Leading-edge technologies, such as advanced visualization tools and computer-assisted detection software, expand the capabilities of a PACS and increase its reach into clinical specialties beyond radiology. For example, cardiac CT angiography for cardiology and perfusion MR imaging for stroke detection in neurology are exams dependent on image post-processing tools and PACS for distribution across a healthcare enterprise.

The third trend Batenburg and van de Wetering recognized is the integration of PACS with and EPR. All three trends helped the pair construct their five-level PACS maturity model.

In level 1, PACS infrastructure, Batenburg and van de Wetering describe PACS “as the basic and unstructured implementation and usage of image acquisition, storage, distribution and display.”

The second maturity level, PACS process, is one of effective process redesign, optimizing manual processes in radiology and initiating transparent PACS processes outside radiology, according to the authors.

“The focus, however, at this maturity level, is still only on medical images and is therefore restrictive in managing (hospital) workflows,” they noted.

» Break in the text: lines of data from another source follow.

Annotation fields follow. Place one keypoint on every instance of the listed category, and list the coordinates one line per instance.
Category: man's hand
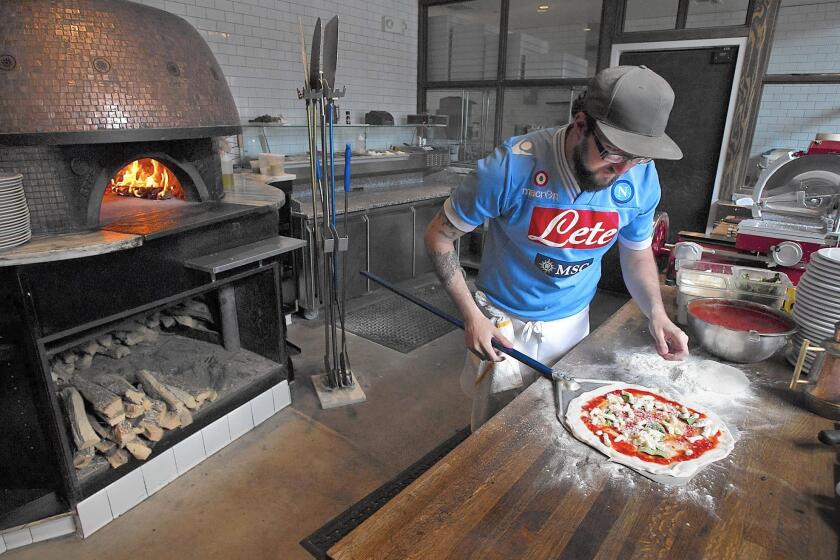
(478, 333)
(671, 342)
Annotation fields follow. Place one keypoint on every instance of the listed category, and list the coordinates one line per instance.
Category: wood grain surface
(522, 487)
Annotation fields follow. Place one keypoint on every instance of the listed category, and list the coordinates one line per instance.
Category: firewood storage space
(128, 353)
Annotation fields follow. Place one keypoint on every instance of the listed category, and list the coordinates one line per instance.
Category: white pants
(545, 341)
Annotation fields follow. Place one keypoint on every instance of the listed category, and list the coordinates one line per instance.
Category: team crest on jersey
(622, 191)
(523, 148)
(540, 178)
(553, 267)
(571, 228)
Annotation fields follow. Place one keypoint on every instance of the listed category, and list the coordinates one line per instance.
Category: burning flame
(146, 178)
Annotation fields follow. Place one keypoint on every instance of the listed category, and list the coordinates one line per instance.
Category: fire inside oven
(142, 186)
(145, 178)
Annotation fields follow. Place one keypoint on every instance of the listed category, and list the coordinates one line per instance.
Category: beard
(587, 180)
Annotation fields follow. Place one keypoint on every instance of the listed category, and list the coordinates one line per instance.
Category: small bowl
(738, 342)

The third level, clinical process capability, is when PACS has evolved toward a system that can hand workflow and patient management as well as hospital-wide distribution of imaging data, communication and image-based clinical workflow.

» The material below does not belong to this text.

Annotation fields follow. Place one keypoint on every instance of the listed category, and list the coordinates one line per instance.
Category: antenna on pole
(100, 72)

“The evolution to this level requires important alterations in terms of PACS processes, extending the scope beyond imaging data and the level of integration of health information systems like HIS, RIS and PACS,” the authors wrote.

Level 4, integrated managed innovation, is characterized by the initial integration of a PACS into an EPR and cross-enterprise exchange of digital imaging data and supporting documentation, according to Batenburg and van de Wetering.

“At this maturity level,” they wrote, “integrated PACS solutions are also applied for statistical information, intelligent data mining purposes and quantitative control mechanisms.”

The fifth level of their PACS maturity model is the optimized enterprise PACS chain. This stage is marked by a fully integrated PACS and EPR.

“Moreover, at this level the adoption within the wider EPR and healthcare facility integration is continually optimized and the operational improvements yield process innovations and overall efficiencies in the continuum of the patient-care delivery process,” the authors noted.

The duo observed that the levels described in their model may not be fully exclusive or deterministic. However, they believe that by identifying these five levels of PACS maturity a healthcare organization can use the model as a tool for developing the capabilities of its deployed PACS technology.